# Exotic $\mathbb{Z}_N$ Symmetries, Duality, and Fractons in 3+1-Dimensional Quantum Field Theory

### Submission summary

 As Contributors: Nathan Seiberg · Shu-Heng Shao Preprint link: scipost_202012_00013v1 Date accepted: 2021-01-05 Date submitted: 2020-12-14 15:19 Submitted by: Shao, Shu-Heng Submitted to: SciPost Physics Academic field: Physics Specialties: Condensed Matter Physics - Theory High-Energy Physics - Theory Approach: Theoretical

### Abstract

Following our earlier analyses of nonstandard continuum quantum field theories, we study here gapped systems in 3+1 dimensions, which exhibit fractonic behavior. In particular, we present three dual field theory descriptions of the low-energy physics of the X-cube model. A key aspect of our constructions is the use of discontinuous fields in the continuum field theory. Spacetime is continuous, but the fields are not.

Published as SciPost Phys. 10, 003 (2021)

Dear Editor,

We would like to thank the referees for their helpful input and suggestions. We have updated our draft to address these reports.

Sincerely,
Shu-Heng Shao and Nathan Seiberg

### List of changes

1. The third paragraph in the introduction was added to address the first comment of Report 2.

As the referee states, this paper reproduces all the universal features of the lattice X-cube model using the field theory approach of this series of papers. Later papers by these authors use the same approach to present new models and to uncover new results. The motivation here is to make sure that the formalism works correctly, by reproducing known results.

2. Footnote 3 was added to address the third comment of Report 1.

3. The paragraph starting at the end of page 4 was updated to address the second comment of Report 1. We explain our notation of the global symmetries there.

4. The caption of figure 1 was updated to address the third comment of Report 2.

5. The third paragraph in “Outline” in the introduction and the paragraph below (4.13) were added to address the fourth comment of both Report 1 and Report 2.

The main distinction between our continuum discussion and the existing literature is a detailed characterization of the space of fields and the allowed singularities. This has important consequences, especially in relation to the various global aspects of the system, including the quantization of the level in the BF Lagrangian. Another important difference is in the careful analysis of the symmetries – both the space symmetries and the subsystem symmetries. Finally, we use dualities to relate various different presentations of the same system. This leads to new continuum Lagrangians for the long-distance behavior of the X-cube model that have not appeared in the literature.

6. Regarding the first point of Report 1, there was no typo in (2.3). But the equation and the text below it were updated to avoid confusion.
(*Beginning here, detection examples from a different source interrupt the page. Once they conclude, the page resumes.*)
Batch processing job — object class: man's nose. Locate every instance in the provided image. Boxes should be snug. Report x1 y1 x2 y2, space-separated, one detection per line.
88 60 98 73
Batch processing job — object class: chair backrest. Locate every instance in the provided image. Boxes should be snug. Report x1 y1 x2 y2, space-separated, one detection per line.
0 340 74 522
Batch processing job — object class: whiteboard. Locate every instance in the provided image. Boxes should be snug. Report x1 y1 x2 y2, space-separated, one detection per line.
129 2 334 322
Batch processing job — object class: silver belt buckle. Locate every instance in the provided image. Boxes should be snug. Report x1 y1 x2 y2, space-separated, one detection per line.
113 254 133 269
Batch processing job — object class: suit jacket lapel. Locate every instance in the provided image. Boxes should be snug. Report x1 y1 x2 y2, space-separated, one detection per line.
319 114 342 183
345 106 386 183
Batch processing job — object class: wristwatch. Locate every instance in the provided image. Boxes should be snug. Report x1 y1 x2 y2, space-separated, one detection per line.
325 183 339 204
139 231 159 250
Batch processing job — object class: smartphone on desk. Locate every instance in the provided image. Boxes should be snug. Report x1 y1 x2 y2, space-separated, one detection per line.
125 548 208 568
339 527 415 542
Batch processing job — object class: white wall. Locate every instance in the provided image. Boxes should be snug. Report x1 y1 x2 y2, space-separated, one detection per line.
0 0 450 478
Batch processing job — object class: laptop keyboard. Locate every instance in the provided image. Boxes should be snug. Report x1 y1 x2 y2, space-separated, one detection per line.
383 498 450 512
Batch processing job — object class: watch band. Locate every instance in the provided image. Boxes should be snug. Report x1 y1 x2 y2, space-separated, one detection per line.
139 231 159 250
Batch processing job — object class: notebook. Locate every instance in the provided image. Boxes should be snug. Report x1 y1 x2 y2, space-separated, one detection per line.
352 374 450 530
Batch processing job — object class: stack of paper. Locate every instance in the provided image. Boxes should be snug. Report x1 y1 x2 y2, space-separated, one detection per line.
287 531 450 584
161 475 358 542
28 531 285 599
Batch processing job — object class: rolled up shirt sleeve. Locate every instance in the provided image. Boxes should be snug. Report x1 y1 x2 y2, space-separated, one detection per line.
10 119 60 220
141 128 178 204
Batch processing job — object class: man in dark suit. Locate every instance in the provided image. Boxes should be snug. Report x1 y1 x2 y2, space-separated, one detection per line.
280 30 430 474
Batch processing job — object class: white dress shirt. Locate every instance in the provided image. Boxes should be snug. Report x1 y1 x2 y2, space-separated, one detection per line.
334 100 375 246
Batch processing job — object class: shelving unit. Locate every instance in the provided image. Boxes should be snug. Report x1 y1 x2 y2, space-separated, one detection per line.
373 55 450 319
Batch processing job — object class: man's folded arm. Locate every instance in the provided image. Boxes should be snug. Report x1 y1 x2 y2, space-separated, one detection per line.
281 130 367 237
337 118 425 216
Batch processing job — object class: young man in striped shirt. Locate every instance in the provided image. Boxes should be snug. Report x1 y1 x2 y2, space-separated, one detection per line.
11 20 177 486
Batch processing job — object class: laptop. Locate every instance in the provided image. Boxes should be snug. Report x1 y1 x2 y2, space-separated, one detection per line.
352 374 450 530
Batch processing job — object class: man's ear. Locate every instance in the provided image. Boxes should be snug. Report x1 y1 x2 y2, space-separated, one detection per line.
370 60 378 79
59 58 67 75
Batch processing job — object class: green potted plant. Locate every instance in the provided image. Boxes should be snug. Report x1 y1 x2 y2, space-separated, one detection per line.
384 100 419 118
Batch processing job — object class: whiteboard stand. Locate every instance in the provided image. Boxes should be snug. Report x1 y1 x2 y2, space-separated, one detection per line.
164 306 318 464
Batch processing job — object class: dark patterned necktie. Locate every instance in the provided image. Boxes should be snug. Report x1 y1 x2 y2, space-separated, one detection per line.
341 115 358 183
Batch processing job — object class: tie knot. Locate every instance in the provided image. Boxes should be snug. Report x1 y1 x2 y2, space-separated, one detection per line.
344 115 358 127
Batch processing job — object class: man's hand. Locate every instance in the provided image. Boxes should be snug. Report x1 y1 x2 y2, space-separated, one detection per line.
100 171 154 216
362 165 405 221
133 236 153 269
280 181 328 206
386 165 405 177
7. The paragraphs below (2.7) and below (3.8) were updated to address the second comment of Report 2.

Since the model is gapped and has no local operators, there is a neighborhood in the space of coupling constants with the same long-distance behavior. However, the high-energy behavior changes within the neighborhood. The X-cube lattice model is a particular solvable point in that neighborhood. Its high-energy spectrum includes massive charged particles – various fractons, lineons, and planons. The point we focused on is special because of two related facts. It has a larger global symmetry and does not have these charged massive particles. This larger symmetry is central to our analysis. For this reason, we think that this distinction between the two points is important. Just for comparison, as we review in Appendix C, the difference between these points is similar to the difference between a standard lattice gauge theory of a cyclic group (a la Wegner) and the toric code (a la Kitaev).